Wednesday, February 24, 2010

SO SUPER EXCITED!!

EXCITED!!

Sunday, February 21, 2010

sundays

sundays make me melt. why? because i stay home to hang out with my dad. it isn't much hanging out because after breakfast and the usual morning errands, he goes to nap in his room until late afternoon. during this time, if i'm lucky, i have something interesting to watch. if not, i slowly melt as i watch random stuff online or on tv, nap intermittently and get fat through snacking. by 5 pm, i'm likely to be a pound heavier as i melt and melt some more. i miss saturdays. saturdays are always more fun. USUALLY.

i have to go volunteer tomorrow. lame. the courthouse is seriously super boring.

Monday, February 15, 2010

deja vu

it's funny how time is invisible and extremely powerful at the same time. you would think that something without physical form or shape would be relatively weak. but time is not. it is a force that everything must adhere to.

i ran into a few familiar faces over the weekend.  rather than feeling happiness or excitement, i felt awkward and tried to get away.  it wasn't just this weekend.  since i've been back in oc, i've bumped into old friends. or should i say former friends. once the closest people to me, they have become parts of my past. i know what you're thinking. i should take the initiative to reconnect. but things have changed. and they are still changing. even if i were to try, the connection wouldn't be the same. in a way, i would feel much worse knowing that despite our efforts, our relationship would be a mere shadow of what it once was. or maybe it's my antisocial nature. i don't know.  but the memories will remain beautiful. at least to me :)

Sunday, February 7, 2010

summary

i will try and sum up the last few days (or has it already been weeks?) in the next few sentences.

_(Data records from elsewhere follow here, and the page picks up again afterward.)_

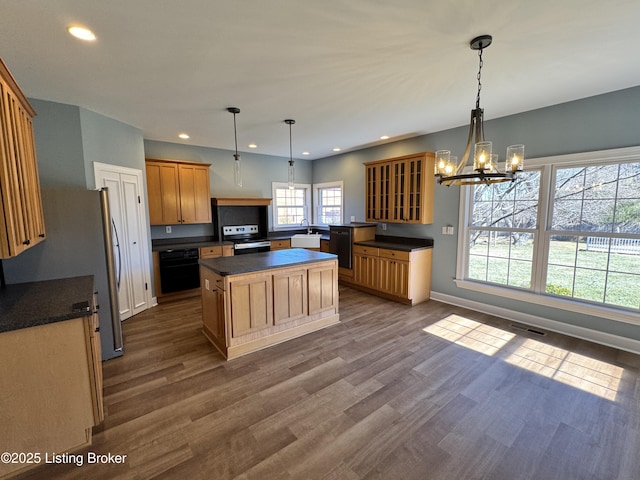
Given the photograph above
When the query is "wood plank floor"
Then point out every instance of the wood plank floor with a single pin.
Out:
(393, 392)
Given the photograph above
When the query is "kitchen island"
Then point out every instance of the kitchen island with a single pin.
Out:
(251, 302)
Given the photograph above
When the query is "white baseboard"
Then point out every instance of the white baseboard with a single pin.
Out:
(583, 333)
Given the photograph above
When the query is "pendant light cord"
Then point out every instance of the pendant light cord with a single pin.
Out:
(479, 76)
(235, 134)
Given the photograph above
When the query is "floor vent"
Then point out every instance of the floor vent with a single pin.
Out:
(527, 329)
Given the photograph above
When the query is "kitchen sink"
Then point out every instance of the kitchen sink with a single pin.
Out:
(306, 240)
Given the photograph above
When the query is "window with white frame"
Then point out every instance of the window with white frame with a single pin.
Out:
(328, 203)
(290, 205)
(568, 228)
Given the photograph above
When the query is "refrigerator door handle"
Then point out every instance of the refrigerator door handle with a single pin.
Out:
(115, 230)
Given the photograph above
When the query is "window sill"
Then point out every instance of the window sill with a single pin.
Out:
(609, 313)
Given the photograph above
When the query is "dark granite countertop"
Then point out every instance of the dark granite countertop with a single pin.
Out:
(405, 244)
(356, 225)
(24, 305)
(255, 262)
(185, 242)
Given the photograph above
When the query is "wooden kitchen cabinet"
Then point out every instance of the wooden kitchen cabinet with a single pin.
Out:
(245, 312)
(178, 191)
(51, 388)
(213, 306)
(365, 266)
(400, 190)
(323, 292)
(289, 295)
(396, 274)
(252, 298)
(21, 213)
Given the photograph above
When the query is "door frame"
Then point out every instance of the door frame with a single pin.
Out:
(98, 169)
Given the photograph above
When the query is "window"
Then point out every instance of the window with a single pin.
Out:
(568, 229)
(327, 199)
(290, 206)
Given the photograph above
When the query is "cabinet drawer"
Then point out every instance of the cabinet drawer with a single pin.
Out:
(209, 252)
(397, 254)
(362, 250)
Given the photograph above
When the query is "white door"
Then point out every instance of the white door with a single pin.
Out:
(130, 235)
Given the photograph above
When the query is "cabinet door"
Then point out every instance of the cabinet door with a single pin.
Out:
(323, 291)
(163, 192)
(365, 270)
(394, 277)
(378, 193)
(252, 304)
(289, 296)
(195, 198)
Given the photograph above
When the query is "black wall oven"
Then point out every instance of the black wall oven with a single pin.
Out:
(179, 270)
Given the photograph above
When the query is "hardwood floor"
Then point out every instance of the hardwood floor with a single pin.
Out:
(393, 392)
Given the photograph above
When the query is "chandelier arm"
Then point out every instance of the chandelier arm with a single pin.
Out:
(467, 151)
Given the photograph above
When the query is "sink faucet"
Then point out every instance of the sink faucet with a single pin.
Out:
(308, 226)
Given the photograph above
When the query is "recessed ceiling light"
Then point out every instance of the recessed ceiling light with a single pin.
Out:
(82, 33)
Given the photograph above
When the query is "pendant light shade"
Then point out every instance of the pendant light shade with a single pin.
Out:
(292, 174)
(485, 163)
(237, 173)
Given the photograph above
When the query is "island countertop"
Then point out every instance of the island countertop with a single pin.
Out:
(256, 262)
(25, 305)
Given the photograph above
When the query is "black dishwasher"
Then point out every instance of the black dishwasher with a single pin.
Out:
(179, 270)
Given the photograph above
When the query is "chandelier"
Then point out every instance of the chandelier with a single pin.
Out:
(291, 170)
(485, 163)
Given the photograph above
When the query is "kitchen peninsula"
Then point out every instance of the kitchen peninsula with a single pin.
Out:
(250, 302)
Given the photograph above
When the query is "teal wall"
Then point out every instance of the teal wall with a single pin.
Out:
(258, 171)
(70, 138)
(596, 123)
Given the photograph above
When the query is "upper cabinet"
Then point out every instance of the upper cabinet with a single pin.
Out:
(400, 189)
(178, 192)
(21, 217)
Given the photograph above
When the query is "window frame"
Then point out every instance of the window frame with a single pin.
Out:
(274, 206)
(316, 200)
(537, 294)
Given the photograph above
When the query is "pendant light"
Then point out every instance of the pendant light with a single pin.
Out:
(485, 163)
(291, 179)
(237, 174)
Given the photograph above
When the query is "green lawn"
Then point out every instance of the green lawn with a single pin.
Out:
(573, 271)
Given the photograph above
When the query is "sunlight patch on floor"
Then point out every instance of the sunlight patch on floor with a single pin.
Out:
(579, 371)
(471, 334)
(593, 376)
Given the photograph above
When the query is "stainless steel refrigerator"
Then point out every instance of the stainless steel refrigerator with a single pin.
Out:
(81, 240)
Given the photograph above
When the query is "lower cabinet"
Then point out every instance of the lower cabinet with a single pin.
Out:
(396, 274)
(243, 313)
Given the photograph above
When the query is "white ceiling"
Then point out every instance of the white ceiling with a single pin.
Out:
(346, 71)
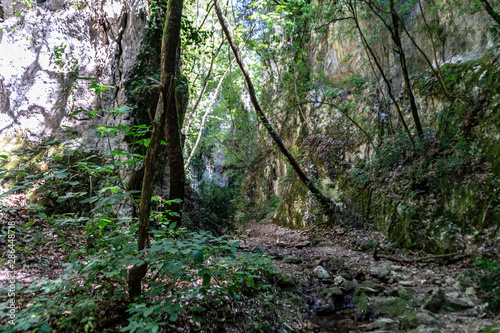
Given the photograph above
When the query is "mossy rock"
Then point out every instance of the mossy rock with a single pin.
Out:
(390, 305)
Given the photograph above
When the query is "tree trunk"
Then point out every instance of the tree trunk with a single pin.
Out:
(328, 205)
(165, 120)
(397, 40)
(491, 11)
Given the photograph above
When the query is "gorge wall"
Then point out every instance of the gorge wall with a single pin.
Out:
(427, 200)
(53, 58)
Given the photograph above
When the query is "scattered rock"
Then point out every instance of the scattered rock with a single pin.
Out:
(458, 304)
(380, 272)
(484, 325)
(338, 280)
(280, 243)
(337, 261)
(384, 324)
(314, 263)
(296, 301)
(325, 310)
(276, 255)
(329, 294)
(373, 285)
(321, 273)
(390, 305)
(436, 301)
(406, 293)
(309, 326)
(366, 290)
(292, 260)
(470, 291)
(417, 319)
(348, 286)
(409, 283)
(302, 245)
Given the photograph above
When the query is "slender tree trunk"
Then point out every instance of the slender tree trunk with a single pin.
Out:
(207, 111)
(380, 69)
(404, 67)
(328, 205)
(495, 15)
(165, 120)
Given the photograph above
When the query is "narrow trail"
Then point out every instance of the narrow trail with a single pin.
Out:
(339, 288)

i started Autumn's concerto and fell in love. with the story, characters and actors. and as you can see, i found another picture to be part of my umbrellas, lovers and rain collection.
i fought and made up. and fought again. and made up again.
i advised my dad on certain things. he ignored them. and then chaos ensued. thereafter i lost my temper. that's about it. oh yes, i started school. had a few obstacles. but managed to get full time.

i guess the overarching theme is...lots of emotional instability for me.

Thursday, January 28, 2010

work this weekend...

actually just tomorrow and saturday. and i am not looking forward to it. why? because i will be working with a bunch of curazyyy asian ladies who will probably bite my head off. and yes, that includes the customers. why? because i will be working at westminster mall and there is supposedly a big event going on. another reason why i'm dreading work this weekend is because my boss (or supervisor?) will be there to make sure i know the products and techniques well enough. *sigh* i don't like being under stress. i mean, it IS just a part time job but i can't help but want to perform well. yet i really can't because i've really only worked 25 hours. wow. here's hoping for the best!

and i will try a new look tomorrow. hopefully it makes up for the bangs that i butchered this morning. or it might not. i should probably go to bed so i can wake up early enough to not freak up and mess up my face tomorrow. *crossing fingers!*

-______-'''

Monday, January 25, 2010

i want to swear it off!!!

yes, use only the usual until friday :)

Sunday, January 24, 2010

the miracles of makeup

so ever since i started working for shiseido, makeup has suddenly become my passion. well, not passion but i'm definitely more interested in it now. i actually want to BUY some makeup rather than use my single eyeliner forever. and all the samples i get from my sisters. well, i have powder and blush etc. now and i really want to learn new looks and stuff. so i go to youtube and watch michellephan and ahanhbarbie (i guess they're makeup gurus) to learn.  it's really fun to watch and imagine how i would apply it. but when i try it on myself, i have to be honest, i HATE the feeling of makeup on my face.  i feel like i can't touch my face at all, let alone scratch my eyes which i ALWAYS do.  i just prefer my solitary eyeliner. well, i don't mind so much for work because i know i have to wear full makeup.  and it's for money. i mean, i make money by wearing makeup to work so it's okay in my mind. but on a regular basis, i don't know how people do it.  i don't even like to wear all that junk on my eyes to go out.  i tried the whole eyes look and i hated it. yesterday i just did liner and mascara but i still hated it. so alas, i'm back to the solitary eyeliner. oh well. i think i'll save my makeup money for the usual stuff i aways buy: SKINCARE. hahaha i LOVEEE skincare products. and i think they're much more worth it. and of course i love to shop for clothing :) which reminds me that i just made a purchase on UrbanOutfitters. i'm super excited for it. i hope they fit right...wish me luck!